5. In addition, Romero seems to contend that Stanford's or the Stanford entities' knowledge of the transfers can be imputed to the Receiver. However, this type of contention has already been asserted by defendants in two other Stanford fraudulent transfer appeals and rejected by this Court. See Brown, 767 F.3d at 438; DSCC, 712 F.3d at 190, 193. In those appeals, this Court held the following:[T]he knowledge and effects of the fraud of the principal of a Ponzi scheme in making fraudulent conveyances of the funds of the corporations under his evil coercion are not imputed to his captive corporations.

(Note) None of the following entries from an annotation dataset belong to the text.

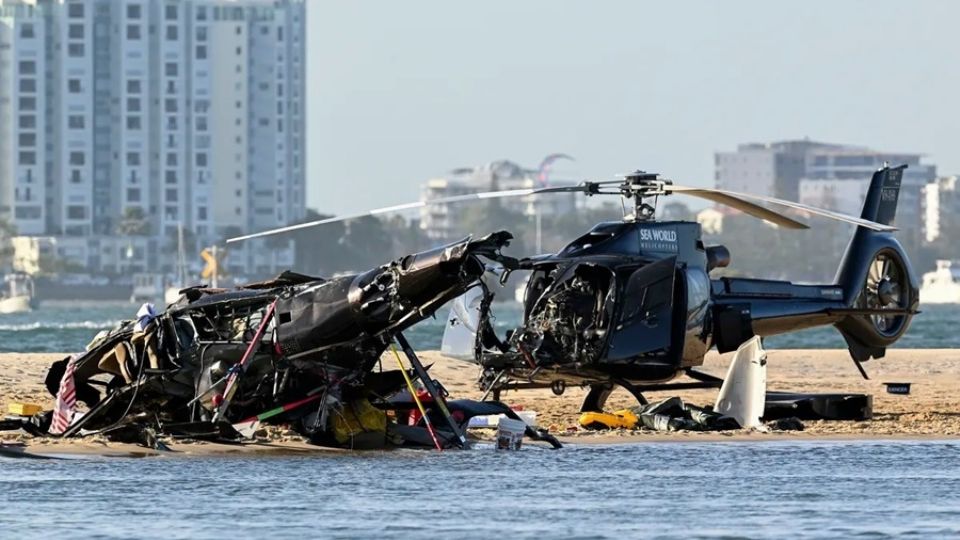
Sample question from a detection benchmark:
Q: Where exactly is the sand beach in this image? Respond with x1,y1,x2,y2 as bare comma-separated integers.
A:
0,349,960,455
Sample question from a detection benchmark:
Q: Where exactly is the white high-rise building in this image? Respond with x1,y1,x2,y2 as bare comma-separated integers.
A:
0,0,306,273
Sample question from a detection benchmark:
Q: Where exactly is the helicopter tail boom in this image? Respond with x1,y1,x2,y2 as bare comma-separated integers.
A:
835,165,919,362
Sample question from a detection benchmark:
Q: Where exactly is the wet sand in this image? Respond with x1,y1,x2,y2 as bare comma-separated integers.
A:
0,349,960,455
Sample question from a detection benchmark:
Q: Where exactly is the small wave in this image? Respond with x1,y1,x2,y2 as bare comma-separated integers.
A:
0,321,120,332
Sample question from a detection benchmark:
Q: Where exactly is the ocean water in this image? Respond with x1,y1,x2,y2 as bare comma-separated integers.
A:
0,302,960,352
0,442,960,540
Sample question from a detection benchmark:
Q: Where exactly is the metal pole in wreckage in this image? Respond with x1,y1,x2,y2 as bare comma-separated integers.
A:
213,300,277,423
210,244,220,289
390,343,443,452
393,332,467,448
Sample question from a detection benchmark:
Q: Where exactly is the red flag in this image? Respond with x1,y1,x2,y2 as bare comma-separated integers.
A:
48,356,77,435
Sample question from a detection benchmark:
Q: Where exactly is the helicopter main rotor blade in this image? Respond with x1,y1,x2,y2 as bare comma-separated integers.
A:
227,187,595,244
663,185,810,229
665,186,897,232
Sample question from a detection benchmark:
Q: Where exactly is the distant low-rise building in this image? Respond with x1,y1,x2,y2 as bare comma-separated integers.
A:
921,176,960,243
420,160,582,242
716,140,937,249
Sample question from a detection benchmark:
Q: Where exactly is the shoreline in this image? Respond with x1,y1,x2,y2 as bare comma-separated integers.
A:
0,349,960,457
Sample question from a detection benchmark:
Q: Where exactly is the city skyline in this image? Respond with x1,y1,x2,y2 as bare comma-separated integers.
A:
307,1,960,214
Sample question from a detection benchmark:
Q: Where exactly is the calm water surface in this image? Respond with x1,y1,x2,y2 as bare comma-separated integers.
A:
0,442,960,539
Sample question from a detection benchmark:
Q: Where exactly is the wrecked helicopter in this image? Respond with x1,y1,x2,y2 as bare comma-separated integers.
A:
235,165,918,411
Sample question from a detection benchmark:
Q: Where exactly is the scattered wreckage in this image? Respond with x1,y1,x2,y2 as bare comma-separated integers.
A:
5,232,560,449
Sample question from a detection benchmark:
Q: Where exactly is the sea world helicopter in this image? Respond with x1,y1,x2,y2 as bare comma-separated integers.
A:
229,165,919,411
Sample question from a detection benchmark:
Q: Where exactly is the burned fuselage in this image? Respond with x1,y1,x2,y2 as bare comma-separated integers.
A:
470,222,712,384
47,232,510,437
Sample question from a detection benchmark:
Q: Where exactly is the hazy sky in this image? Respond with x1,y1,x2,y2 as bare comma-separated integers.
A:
307,0,960,213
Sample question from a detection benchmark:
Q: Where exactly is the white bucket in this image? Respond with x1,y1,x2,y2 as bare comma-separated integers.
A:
497,418,527,450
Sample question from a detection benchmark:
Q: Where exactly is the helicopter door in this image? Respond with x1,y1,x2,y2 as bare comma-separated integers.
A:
606,257,677,363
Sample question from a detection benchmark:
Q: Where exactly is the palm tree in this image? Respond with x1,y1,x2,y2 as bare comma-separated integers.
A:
117,206,150,236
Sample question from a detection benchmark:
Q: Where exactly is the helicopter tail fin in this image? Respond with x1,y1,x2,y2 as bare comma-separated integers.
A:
836,165,919,368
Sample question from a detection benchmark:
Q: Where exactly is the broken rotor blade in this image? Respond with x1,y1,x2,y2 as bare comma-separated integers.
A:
665,186,897,232
227,183,595,244
663,185,810,229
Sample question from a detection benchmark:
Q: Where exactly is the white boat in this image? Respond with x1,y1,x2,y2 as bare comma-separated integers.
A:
920,260,960,304
0,272,37,313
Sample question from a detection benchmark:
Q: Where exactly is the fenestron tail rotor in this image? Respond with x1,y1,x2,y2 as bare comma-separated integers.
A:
227,171,896,243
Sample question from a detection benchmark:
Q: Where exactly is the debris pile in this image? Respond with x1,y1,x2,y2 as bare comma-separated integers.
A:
0,232,559,448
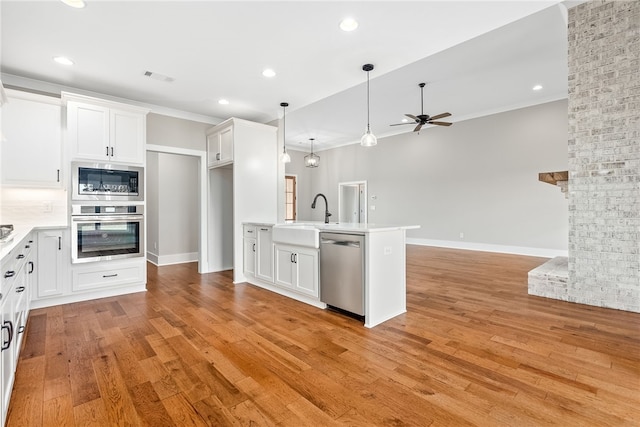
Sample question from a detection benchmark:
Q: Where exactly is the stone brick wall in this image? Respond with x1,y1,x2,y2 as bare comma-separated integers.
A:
567,0,640,312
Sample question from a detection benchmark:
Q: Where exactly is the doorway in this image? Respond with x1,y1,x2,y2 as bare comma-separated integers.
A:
146,144,208,273
338,181,367,223
284,175,298,221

Thus, once freed of his coercion by the court's appointment of a receiver, the corporations in receivership, through the receiver, may recover assets or funds that the principal fraudulently diverted to third parties․․․ We do not agree with the [defendants'] argument that because the Stanford corporations knew of both the [transfers] to the [defendants] and their fraudulent origins from the moment they were made, the time to recover the [transfers] began to run then and has now elapsed․․․ Because the Stanford corporations were the robotic tools of Stanford's Ponzi scheme, knowledge of the fraud could not be imputed to them while they were under Stanford's coercion. Consequently, the [defendants] are not entitled to summary judgment or dismissal of this suit based on the theory that knowledge of the fraudulent transfers were imputed to the Stanford corporations so as to bar the Receiver from asserting their [TUFTA] claims․DSCC, 712 F.3d at 190–93; Brown, 767 F.3d at 438 (quoting DSCC, 712 F.3d at 193). Accordingly, neither Stanford's nor the Stanford entities' knowledge of the transfers to Romero are imputed to the Receiver for purposes of beginning to run TUFTA's statute of repose.